Protests have erupted outside of the police station where Ordóñez was taken to denounce the police violence and brutality.

The case even drew the attention of the Colombian National Government. The Minister of Defense Carlos Holmes Trujillo stated “The Ministry of Defense rejects and condemns any action of a member of the Police that consists of a violation to the law or to internal regulations.”

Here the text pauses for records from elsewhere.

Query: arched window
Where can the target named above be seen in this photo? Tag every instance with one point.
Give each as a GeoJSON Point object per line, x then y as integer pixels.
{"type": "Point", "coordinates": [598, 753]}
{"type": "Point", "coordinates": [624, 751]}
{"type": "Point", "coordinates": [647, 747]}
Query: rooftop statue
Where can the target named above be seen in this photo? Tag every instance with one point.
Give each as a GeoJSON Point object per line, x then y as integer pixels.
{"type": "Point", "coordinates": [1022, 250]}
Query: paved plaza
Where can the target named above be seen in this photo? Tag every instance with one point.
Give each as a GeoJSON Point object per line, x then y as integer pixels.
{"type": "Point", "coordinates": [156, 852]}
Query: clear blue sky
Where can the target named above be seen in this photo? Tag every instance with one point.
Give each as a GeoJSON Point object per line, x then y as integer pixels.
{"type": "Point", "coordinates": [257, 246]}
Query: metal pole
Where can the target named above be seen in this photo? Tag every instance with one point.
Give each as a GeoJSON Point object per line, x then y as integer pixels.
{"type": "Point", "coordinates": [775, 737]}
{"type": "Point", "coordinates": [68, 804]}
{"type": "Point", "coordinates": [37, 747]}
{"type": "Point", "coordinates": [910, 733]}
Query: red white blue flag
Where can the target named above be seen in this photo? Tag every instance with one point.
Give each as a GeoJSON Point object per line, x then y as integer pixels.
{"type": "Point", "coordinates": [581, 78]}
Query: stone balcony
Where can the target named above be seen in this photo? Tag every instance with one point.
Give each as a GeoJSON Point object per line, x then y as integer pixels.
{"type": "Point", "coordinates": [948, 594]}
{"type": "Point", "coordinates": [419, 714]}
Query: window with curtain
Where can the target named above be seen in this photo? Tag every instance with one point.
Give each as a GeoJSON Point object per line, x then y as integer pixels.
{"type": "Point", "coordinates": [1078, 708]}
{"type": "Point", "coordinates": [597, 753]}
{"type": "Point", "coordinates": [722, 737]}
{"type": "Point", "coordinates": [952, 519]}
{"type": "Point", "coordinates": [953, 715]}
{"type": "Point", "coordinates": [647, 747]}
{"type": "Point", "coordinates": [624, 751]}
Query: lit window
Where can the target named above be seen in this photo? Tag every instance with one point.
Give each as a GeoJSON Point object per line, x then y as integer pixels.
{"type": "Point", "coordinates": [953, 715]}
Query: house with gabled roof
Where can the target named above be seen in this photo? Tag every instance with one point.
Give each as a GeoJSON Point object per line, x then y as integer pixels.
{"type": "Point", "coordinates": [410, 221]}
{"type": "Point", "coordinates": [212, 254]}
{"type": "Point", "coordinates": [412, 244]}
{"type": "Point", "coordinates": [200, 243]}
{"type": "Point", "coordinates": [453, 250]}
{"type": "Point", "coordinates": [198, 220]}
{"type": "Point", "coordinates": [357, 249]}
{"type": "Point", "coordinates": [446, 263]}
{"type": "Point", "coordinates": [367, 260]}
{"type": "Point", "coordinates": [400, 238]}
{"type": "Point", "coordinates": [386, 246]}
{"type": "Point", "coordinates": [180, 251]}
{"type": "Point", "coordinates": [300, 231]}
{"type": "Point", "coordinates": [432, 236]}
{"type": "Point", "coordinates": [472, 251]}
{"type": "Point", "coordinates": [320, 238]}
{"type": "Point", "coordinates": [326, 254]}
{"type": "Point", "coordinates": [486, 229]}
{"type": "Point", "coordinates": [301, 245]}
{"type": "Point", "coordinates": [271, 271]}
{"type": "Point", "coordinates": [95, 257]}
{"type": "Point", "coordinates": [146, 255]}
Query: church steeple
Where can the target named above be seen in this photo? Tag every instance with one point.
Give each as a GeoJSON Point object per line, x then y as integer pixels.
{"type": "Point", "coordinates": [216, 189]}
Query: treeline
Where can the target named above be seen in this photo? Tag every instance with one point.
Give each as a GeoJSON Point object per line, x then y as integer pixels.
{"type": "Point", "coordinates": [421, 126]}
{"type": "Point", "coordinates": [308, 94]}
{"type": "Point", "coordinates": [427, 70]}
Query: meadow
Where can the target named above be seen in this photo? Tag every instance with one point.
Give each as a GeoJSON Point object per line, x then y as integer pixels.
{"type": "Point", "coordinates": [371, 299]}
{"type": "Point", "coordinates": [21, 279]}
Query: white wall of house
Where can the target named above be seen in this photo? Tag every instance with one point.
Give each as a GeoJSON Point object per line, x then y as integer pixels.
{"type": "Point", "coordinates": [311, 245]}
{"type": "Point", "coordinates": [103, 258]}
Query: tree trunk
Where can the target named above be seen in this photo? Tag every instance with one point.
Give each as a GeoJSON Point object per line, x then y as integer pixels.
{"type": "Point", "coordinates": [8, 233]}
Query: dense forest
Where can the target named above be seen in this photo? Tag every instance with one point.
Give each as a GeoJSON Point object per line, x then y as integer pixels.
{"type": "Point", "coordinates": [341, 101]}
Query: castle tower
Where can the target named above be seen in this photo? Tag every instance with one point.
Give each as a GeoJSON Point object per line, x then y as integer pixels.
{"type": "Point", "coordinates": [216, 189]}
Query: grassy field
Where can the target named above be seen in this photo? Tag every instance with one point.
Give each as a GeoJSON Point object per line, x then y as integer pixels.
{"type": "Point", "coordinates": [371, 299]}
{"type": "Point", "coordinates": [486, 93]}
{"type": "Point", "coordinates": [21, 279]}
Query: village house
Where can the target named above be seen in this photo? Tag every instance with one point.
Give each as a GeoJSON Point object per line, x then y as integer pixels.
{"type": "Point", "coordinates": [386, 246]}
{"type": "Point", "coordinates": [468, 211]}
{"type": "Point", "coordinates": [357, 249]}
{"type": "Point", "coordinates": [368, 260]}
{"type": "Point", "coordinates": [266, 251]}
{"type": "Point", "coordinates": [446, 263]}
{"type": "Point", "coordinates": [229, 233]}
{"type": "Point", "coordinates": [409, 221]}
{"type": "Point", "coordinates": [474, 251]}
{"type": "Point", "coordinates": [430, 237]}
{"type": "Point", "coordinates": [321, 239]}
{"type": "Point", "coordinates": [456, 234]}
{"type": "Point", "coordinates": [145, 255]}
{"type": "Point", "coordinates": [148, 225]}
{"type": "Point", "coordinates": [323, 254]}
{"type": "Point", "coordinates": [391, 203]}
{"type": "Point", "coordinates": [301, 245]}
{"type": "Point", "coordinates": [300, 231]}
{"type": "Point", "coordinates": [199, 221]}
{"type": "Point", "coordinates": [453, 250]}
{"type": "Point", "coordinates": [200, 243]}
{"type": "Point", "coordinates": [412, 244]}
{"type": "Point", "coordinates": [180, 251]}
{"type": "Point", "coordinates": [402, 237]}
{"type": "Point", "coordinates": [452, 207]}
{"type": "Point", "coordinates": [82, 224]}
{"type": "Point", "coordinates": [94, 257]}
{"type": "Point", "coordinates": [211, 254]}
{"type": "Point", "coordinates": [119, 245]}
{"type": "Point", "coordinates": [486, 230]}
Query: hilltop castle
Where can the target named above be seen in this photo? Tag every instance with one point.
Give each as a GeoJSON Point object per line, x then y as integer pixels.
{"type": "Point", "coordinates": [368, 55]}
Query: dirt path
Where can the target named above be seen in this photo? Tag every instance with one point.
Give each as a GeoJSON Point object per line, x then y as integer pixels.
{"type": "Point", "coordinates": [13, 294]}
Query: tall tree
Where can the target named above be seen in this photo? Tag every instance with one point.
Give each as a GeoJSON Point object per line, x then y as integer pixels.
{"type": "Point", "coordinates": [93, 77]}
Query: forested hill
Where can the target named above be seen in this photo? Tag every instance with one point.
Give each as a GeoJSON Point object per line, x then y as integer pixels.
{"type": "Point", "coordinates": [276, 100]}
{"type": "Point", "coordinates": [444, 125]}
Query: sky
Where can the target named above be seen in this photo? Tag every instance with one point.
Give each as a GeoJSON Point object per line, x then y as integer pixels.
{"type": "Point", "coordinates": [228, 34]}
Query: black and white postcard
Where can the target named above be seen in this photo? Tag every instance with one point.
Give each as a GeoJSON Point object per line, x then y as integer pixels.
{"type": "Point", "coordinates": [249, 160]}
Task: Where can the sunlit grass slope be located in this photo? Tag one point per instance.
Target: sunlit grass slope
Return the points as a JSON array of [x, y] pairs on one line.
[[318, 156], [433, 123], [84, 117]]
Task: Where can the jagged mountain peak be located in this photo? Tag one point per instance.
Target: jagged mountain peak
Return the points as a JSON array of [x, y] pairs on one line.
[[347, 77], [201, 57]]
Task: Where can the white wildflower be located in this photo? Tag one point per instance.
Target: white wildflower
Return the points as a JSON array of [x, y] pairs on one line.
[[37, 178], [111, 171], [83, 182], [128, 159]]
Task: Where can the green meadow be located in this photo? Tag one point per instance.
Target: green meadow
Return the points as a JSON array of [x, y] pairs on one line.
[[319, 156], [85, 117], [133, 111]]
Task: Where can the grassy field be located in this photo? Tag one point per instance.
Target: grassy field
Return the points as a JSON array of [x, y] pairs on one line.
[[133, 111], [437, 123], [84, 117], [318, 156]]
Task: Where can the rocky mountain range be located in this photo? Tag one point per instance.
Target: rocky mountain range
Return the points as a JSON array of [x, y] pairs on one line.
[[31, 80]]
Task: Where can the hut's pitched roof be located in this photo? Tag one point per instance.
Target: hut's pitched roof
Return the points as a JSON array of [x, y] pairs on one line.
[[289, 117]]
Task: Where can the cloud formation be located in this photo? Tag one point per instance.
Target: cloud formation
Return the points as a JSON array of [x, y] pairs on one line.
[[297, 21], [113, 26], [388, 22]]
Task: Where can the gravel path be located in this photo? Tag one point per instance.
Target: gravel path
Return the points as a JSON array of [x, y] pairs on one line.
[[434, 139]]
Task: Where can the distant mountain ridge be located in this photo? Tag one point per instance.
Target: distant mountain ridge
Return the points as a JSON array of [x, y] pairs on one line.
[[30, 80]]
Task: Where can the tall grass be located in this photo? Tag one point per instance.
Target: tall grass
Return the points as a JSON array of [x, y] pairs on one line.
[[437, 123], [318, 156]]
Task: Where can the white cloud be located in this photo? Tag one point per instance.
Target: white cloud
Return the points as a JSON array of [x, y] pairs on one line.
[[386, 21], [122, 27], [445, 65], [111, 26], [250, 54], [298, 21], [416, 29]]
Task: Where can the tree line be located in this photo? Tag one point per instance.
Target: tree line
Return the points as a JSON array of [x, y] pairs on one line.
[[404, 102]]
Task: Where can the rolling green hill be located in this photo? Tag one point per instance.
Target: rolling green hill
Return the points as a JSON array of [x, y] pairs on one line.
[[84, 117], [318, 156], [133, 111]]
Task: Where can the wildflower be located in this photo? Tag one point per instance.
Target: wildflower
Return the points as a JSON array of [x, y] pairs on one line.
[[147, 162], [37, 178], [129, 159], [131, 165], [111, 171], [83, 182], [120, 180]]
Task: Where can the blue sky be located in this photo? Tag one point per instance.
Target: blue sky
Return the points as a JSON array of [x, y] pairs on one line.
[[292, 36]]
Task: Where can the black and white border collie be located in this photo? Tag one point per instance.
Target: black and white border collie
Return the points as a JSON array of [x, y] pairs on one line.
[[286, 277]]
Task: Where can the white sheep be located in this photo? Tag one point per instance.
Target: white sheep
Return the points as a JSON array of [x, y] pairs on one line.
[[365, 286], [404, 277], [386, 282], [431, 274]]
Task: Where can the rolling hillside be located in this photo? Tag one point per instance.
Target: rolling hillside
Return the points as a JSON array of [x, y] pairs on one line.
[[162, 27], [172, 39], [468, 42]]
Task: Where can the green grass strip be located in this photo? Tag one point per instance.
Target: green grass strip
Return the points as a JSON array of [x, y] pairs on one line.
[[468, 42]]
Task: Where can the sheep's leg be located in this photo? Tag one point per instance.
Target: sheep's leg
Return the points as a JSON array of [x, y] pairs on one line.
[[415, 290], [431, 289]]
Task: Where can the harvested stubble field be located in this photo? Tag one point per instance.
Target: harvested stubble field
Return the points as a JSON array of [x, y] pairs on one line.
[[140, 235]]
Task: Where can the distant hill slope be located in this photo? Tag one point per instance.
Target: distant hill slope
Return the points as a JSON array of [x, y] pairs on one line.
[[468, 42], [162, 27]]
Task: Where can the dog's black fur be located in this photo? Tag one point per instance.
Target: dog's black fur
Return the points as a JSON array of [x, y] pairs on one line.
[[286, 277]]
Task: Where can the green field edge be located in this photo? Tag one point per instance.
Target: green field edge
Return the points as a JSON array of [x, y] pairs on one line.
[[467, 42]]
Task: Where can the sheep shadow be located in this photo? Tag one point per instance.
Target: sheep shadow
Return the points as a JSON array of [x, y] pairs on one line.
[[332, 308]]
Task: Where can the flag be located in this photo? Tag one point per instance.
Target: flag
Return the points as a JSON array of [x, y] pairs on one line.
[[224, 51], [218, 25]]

The Mayor of Bogotá Claudia López also expressed her rejection of the incident “We offer the family of Javier legal assistance so that there is an exemplary sentence, not only to those directly responsible, but so that there is a structural reform that prevents and sanctions police abuse. This is not about one rotten apple. Life is sacred!” However, it is important to point out that López and her administration have been behind several violent police operations throughout the past several months to evict communities in poor neighborhoods despite being in the midst of the pandemic. In these operations not only have dozens of families been left homeless but many were also injured by the police violence.

On social media, many have drawn the connection between Ordóñez’s murder to the brutal murder of George Floyd by the police in Minneapolis, US on May 25 who was similarly pinned down by police officers and pleaded for his life until he was finally killed.